Summary: In Ithilien, Frodo is taken captive by the Haradrim and rescued by Faramir.
Disclaimer: I don't own anyone. Wish I did ;).
Rated: Pg 13
AN:This very short last chapter is for i_o_r_h_a_e_l - as is the rest of the story, because without her drabble this story would not have been written.
Thank you niphrandl for donating a title when I could not think of one.

Warning: unbeta-ed. Will read through the whole of the story for continuity and coherence one day soon. It would be great if somebody could have a look at it for spelling and grammar issues when I have done so.
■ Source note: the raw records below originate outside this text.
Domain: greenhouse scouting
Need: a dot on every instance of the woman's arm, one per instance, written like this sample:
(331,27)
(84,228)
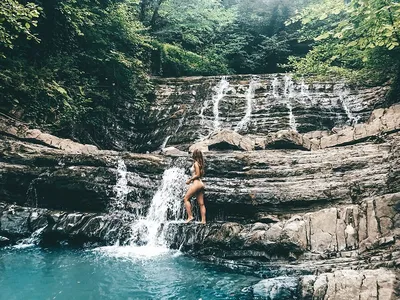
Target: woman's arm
(197,174)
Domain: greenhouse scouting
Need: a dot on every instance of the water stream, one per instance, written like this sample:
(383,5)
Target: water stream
(244,122)
(220,92)
(289,93)
(147,231)
(65,274)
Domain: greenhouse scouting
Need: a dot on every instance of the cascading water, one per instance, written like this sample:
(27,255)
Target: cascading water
(288,92)
(147,232)
(220,91)
(32,240)
(121,189)
(164,144)
(275,87)
(243,124)
(167,202)
(343,93)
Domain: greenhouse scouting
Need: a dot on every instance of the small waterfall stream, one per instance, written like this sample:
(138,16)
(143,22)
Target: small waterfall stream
(147,232)
(253,85)
(220,92)
(289,92)
(343,92)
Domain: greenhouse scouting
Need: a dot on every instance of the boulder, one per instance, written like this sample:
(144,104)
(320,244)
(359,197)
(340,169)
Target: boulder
(278,288)
(289,139)
(23,132)
(224,140)
(4,241)
(382,121)
(173,152)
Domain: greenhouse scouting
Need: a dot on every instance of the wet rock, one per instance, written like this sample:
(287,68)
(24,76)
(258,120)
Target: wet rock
(4,241)
(40,176)
(224,140)
(289,139)
(174,152)
(316,107)
(352,284)
(326,232)
(57,226)
(382,121)
(278,288)
(22,131)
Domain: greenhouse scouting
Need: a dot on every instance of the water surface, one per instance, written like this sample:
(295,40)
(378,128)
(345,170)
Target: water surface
(114,273)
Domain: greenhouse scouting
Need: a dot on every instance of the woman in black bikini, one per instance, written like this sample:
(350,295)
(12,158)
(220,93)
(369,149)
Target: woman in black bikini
(197,188)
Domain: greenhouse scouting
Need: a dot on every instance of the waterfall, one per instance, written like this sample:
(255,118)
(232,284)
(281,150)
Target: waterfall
(32,240)
(220,91)
(342,91)
(167,203)
(180,123)
(304,89)
(121,189)
(243,124)
(275,87)
(164,144)
(288,92)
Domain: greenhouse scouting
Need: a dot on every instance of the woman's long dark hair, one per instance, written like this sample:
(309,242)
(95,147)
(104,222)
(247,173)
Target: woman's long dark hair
(198,157)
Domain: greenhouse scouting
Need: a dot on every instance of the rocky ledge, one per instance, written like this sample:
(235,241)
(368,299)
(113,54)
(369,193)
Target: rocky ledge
(325,217)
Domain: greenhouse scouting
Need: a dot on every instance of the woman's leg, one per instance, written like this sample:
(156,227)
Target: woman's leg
(191,191)
(200,200)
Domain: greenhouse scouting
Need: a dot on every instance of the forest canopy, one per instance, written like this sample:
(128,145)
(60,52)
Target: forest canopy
(74,66)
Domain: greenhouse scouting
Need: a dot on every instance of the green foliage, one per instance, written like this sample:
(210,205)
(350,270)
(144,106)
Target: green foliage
(91,63)
(17,19)
(359,40)
(176,61)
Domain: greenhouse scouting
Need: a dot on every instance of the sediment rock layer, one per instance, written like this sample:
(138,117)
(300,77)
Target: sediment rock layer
(315,213)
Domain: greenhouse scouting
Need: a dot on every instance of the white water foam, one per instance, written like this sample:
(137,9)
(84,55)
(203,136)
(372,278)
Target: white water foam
(220,91)
(275,87)
(289,93)
(121,189)
(164,144)
(343,92)
(31,241)
(243,124)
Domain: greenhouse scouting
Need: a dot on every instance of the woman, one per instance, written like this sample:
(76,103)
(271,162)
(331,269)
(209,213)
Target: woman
(197,188)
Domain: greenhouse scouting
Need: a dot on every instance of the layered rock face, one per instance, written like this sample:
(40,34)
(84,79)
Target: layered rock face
(314,211)
(188,109)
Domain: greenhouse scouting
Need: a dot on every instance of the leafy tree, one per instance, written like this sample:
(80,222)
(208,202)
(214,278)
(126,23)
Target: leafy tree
(16,19)
(358,40)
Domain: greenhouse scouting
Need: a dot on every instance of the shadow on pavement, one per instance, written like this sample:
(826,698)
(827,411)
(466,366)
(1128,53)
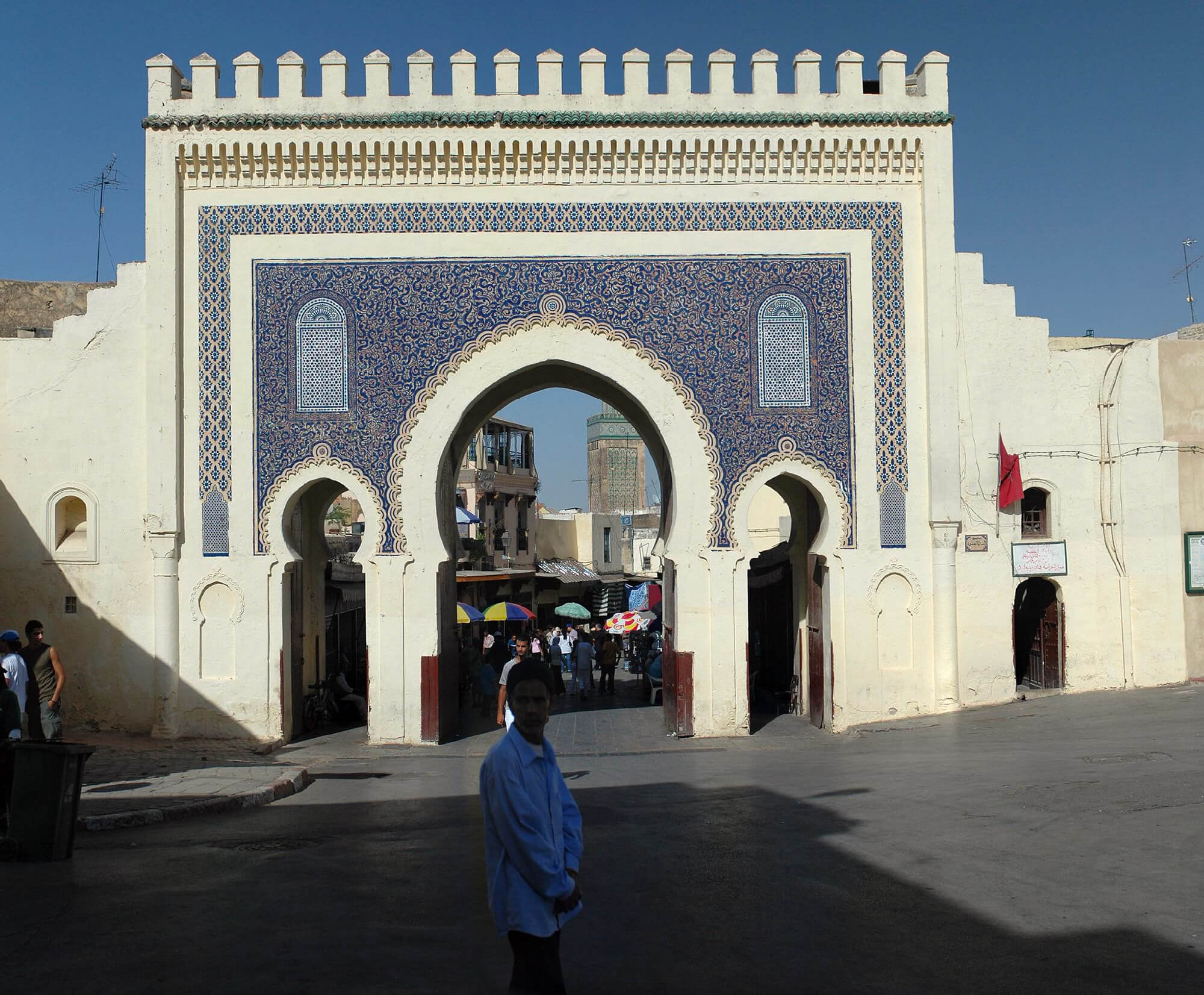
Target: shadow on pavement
(687,891)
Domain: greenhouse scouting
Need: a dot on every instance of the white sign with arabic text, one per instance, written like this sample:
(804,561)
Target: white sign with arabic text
(1038,560)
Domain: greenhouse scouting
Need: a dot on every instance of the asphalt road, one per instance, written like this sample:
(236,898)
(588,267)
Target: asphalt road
(1050,846)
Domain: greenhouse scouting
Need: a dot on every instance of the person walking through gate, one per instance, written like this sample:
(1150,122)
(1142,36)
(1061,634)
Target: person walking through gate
(522,649)
(533,838)
(583,666)
(609,660)
(13,664)
(45,709)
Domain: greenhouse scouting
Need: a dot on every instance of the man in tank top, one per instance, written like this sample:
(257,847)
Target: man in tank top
(48,676)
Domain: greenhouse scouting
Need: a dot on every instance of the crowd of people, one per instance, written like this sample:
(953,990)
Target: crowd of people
(31,699)
(34,678)
(573,655)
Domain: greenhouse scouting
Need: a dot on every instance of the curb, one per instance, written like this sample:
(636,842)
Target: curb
(292,782)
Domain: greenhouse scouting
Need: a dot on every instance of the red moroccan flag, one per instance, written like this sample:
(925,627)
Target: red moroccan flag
(1012,488)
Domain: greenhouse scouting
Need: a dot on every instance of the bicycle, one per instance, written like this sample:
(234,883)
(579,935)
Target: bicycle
(320,706)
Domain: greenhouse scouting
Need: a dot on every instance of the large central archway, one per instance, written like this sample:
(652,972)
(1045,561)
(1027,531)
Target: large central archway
(550,350)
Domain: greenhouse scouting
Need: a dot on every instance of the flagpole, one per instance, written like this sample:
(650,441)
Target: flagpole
(999,474)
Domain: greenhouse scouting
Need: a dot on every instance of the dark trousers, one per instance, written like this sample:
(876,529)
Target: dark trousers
(536,964)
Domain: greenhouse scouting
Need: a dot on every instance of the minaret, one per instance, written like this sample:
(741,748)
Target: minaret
(616,458)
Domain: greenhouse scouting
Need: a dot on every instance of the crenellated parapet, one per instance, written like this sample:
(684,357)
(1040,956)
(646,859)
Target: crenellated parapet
(893,97)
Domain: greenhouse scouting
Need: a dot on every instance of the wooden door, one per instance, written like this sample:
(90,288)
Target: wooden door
(816,682)
(677,688)
(1049,638)
(297,646)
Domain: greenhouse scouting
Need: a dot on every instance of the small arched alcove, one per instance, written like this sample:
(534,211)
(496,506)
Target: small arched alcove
(309,521)
(72,526)
(788,591)
(591,362)
(1038,632)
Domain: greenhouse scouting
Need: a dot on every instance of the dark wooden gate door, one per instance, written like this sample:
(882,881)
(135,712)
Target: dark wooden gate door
(816,640)
(1050,637)
(677,688)
(297,646)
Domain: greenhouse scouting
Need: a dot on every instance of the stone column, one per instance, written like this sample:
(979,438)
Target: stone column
(167,635)
(945,614)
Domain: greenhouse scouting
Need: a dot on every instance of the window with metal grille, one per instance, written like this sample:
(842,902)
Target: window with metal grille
(783,349)
(322,357)
(1035,520)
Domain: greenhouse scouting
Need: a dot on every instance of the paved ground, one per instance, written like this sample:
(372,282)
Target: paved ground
(134,780)
(1044,846)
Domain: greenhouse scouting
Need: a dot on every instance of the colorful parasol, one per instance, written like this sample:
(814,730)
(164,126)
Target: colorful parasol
(507,611)
(573,610)
(467,614)
(625,622)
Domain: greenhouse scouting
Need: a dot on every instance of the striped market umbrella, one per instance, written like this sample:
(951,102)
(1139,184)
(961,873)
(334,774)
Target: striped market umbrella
(507,611)
(467,614)
(573,610)
(624,622)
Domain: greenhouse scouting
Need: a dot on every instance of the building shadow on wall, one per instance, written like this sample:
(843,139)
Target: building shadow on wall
(725,891)
(111,678)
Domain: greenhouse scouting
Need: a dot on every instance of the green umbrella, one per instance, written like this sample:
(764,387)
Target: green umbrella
(573,610)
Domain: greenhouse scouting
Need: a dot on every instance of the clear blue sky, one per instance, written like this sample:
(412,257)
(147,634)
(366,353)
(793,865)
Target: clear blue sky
(1079,144)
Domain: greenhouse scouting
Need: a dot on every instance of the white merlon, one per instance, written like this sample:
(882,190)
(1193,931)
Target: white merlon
(291,69)
(163,83)
(205,79)
(848,74)
(593,73)
(893,74)
(464,74)
(506,73)
(723,73)
(677,73)
(334,75)
(932,78)
(552,66)
(377,73)
(422,74)
(894,92)
(765,72)
(807,74)
(249,76)
(635,73)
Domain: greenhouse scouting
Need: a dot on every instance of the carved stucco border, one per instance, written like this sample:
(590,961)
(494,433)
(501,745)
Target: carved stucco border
(552,314)
(895,567)
(789,452)
(322,460)
(219,578)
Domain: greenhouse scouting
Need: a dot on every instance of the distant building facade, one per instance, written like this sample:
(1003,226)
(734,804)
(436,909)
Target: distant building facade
(498,484)
(343,289)
(616,463)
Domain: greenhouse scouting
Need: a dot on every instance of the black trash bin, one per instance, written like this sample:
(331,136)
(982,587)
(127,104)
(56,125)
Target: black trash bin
(46,799)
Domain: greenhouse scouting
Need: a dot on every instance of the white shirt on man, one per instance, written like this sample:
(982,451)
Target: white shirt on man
(16,676)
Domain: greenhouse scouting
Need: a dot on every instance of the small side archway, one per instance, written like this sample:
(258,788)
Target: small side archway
(821,520)
(294,521)
(550,350)
(1038,633)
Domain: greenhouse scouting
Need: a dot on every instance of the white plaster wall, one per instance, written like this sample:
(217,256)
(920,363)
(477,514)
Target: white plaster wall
(1047,396)
(73,415)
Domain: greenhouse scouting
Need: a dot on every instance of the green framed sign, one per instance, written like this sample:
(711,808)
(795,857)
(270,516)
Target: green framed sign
(1194,562)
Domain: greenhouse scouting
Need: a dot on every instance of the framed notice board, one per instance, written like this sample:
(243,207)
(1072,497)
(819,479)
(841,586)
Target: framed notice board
(1194,562)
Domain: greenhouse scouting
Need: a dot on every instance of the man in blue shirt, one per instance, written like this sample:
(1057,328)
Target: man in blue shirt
(533,837)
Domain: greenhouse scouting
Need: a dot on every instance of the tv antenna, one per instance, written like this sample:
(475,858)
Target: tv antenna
(1187,273)
(108,178)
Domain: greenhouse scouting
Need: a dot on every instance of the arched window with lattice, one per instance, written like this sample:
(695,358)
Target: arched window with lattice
(784,357)
(322,360)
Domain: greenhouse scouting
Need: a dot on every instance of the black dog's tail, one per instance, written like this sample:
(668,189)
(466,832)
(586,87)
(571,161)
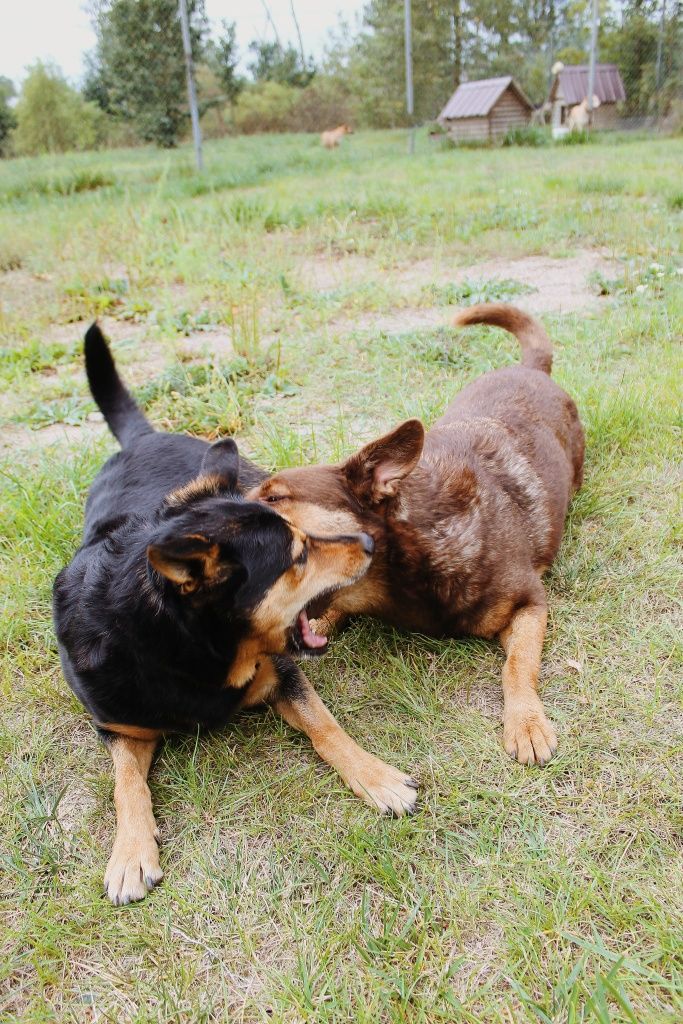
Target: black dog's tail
(123,415)
(535,343)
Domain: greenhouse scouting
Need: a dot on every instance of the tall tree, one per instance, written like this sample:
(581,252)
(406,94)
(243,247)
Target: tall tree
(137,71)
(51,117)
(274,62)
(223,58)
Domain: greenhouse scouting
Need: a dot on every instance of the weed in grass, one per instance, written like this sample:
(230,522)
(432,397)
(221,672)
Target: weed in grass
(601,185)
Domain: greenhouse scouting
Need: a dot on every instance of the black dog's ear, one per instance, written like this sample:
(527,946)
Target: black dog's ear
(376,471)
(222,460)
(189,561)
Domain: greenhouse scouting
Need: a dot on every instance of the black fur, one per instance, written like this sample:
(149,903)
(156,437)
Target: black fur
(137,648)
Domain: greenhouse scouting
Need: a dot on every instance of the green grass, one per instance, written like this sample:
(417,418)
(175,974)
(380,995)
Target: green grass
(250,299)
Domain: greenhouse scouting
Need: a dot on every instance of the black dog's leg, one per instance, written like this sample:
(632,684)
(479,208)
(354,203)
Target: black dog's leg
(384,787)
(133,867)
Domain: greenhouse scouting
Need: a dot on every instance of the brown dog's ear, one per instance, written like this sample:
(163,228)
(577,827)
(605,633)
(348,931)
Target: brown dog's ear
(376,471)
(187,561)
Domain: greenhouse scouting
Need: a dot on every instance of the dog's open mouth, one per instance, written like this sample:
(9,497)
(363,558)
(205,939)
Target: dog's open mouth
(302,638)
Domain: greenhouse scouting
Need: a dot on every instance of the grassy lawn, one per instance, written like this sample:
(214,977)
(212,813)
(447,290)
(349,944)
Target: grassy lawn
(301,298)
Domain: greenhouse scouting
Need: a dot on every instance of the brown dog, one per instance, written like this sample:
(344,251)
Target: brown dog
(333,137)
(466,518)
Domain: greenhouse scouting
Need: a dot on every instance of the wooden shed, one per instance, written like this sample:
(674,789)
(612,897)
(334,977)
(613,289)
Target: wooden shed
(569,87)
(485,110)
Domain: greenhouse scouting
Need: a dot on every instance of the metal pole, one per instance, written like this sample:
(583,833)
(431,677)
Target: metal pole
(191,93)
(591,67)
(663,25)
(408,35)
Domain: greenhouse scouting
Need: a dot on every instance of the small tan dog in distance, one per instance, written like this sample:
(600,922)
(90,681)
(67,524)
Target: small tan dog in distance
(332,138)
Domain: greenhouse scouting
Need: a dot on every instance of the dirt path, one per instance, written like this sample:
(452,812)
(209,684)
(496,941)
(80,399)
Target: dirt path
(559,286)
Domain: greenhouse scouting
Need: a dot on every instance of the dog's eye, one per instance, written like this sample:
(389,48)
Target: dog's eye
(303,557)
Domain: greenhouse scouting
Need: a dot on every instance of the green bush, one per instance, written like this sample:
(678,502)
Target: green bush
(265,107)
(53,118)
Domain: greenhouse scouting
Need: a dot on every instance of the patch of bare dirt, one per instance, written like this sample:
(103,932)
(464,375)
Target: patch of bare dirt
(560,286)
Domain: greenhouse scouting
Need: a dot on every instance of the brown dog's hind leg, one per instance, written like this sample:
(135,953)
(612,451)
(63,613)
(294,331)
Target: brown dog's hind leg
(527,735)
(384,787)
(133,867)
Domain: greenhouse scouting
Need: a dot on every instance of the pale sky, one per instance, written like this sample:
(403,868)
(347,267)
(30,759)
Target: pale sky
(59,30)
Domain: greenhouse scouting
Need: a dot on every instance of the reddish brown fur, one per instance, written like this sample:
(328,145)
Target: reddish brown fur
(465,518)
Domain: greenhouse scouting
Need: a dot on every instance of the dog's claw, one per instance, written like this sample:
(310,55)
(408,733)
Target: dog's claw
(133,869)
(385,788)
(529,737)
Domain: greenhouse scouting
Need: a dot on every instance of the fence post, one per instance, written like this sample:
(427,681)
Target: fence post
(410,107)
(591,67)
(191,94)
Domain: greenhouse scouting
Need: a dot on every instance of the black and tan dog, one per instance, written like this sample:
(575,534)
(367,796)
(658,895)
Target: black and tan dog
(179,607)
(465,519)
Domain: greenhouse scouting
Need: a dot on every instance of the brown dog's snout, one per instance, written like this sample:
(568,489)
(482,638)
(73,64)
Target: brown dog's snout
(367,543)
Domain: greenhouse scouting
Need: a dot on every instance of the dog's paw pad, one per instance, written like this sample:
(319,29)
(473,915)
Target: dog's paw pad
(132,870)
(387,790)
(529,738)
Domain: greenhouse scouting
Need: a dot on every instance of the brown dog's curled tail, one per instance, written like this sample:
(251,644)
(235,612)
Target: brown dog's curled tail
(536,345)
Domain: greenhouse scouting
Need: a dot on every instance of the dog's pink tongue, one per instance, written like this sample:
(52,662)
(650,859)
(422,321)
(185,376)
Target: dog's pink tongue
(309,638)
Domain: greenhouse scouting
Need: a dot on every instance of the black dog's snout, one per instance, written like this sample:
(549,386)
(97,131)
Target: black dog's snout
(368,544)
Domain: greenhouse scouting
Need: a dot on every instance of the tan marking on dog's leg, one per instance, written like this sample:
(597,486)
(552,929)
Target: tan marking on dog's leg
(384,787)
(261,686)
(527,735)
(133,867)
(328,623)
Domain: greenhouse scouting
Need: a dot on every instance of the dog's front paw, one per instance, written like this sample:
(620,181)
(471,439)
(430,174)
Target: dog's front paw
(133,868)
(387,790)
(528,736)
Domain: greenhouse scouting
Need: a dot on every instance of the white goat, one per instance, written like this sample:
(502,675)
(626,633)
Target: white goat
(579,117)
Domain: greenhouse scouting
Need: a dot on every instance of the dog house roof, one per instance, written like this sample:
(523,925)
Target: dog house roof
(573,84)
(475,99)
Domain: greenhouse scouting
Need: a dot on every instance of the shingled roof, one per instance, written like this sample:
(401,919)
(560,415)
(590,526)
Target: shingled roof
(573,83)
(475,99)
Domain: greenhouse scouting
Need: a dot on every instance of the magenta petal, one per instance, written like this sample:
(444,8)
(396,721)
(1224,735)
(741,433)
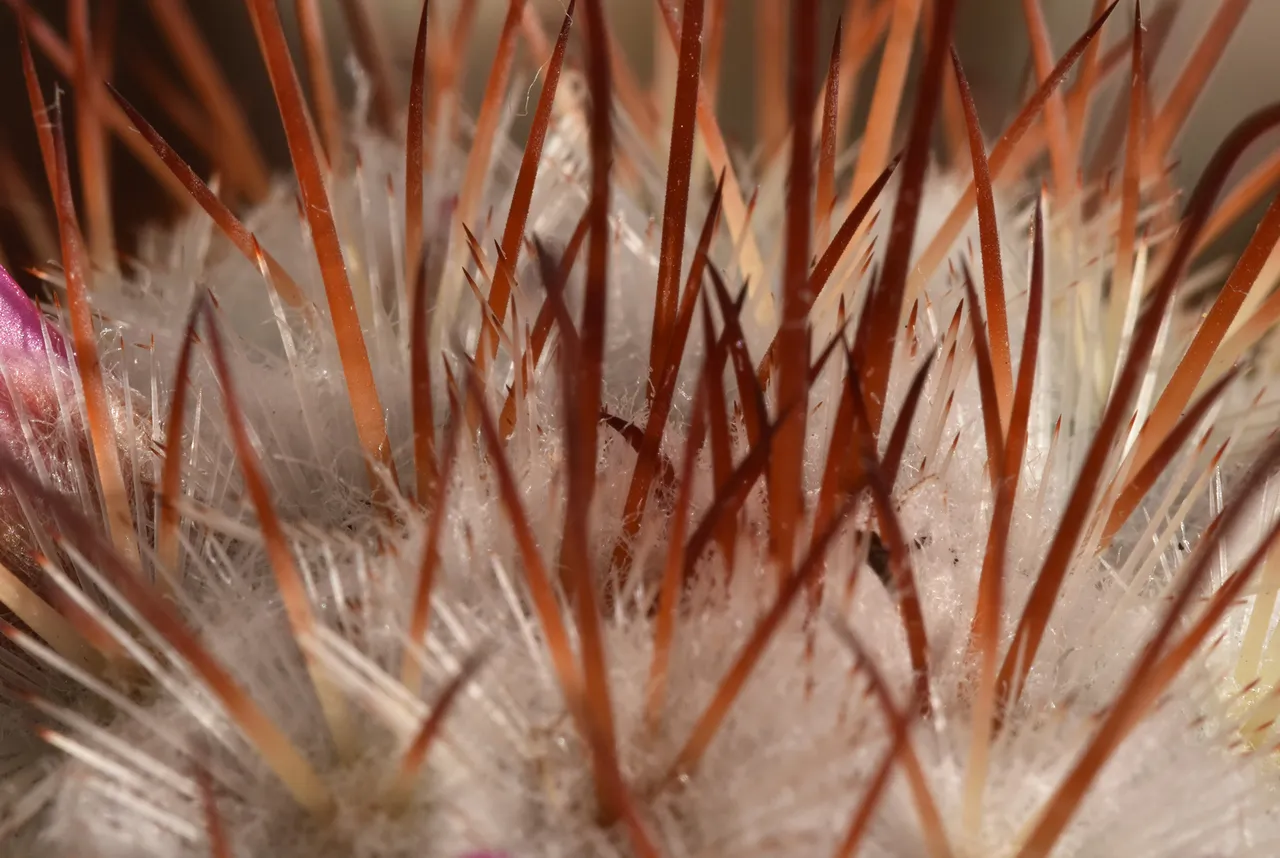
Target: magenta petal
(21,323)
Links to previous chapters:
Chapter one – by Iorhael
Chapter two
Chapter three
Chapter four
Chapter five
Chapter six, part one,
Chapter six, part two
Chapter seven, part one
Chapter seven, part two
Chapter eight
Chapter nine
Chapter ten
Chapter eleven

In Rohan, fires spread in the gloom of a sunrise darkened by the rising evil in the East. Like fireflies, burning the brightest in the last moments of their life, sparks flew across the dark landscape, igniting gems of fiery destruction wherever they landed: on thatched roofs and hay carts, dry grass, wooden interiors. The fires turned corners, entered through bashed-in doors, feasted on laundry lines and wooden window frames, swept over rugs and blankets. It climbed in through windows and chimneys, inexorably filling the air with the smell of things not meant to burn: birds and rats, cribs and duvets, hair and skin.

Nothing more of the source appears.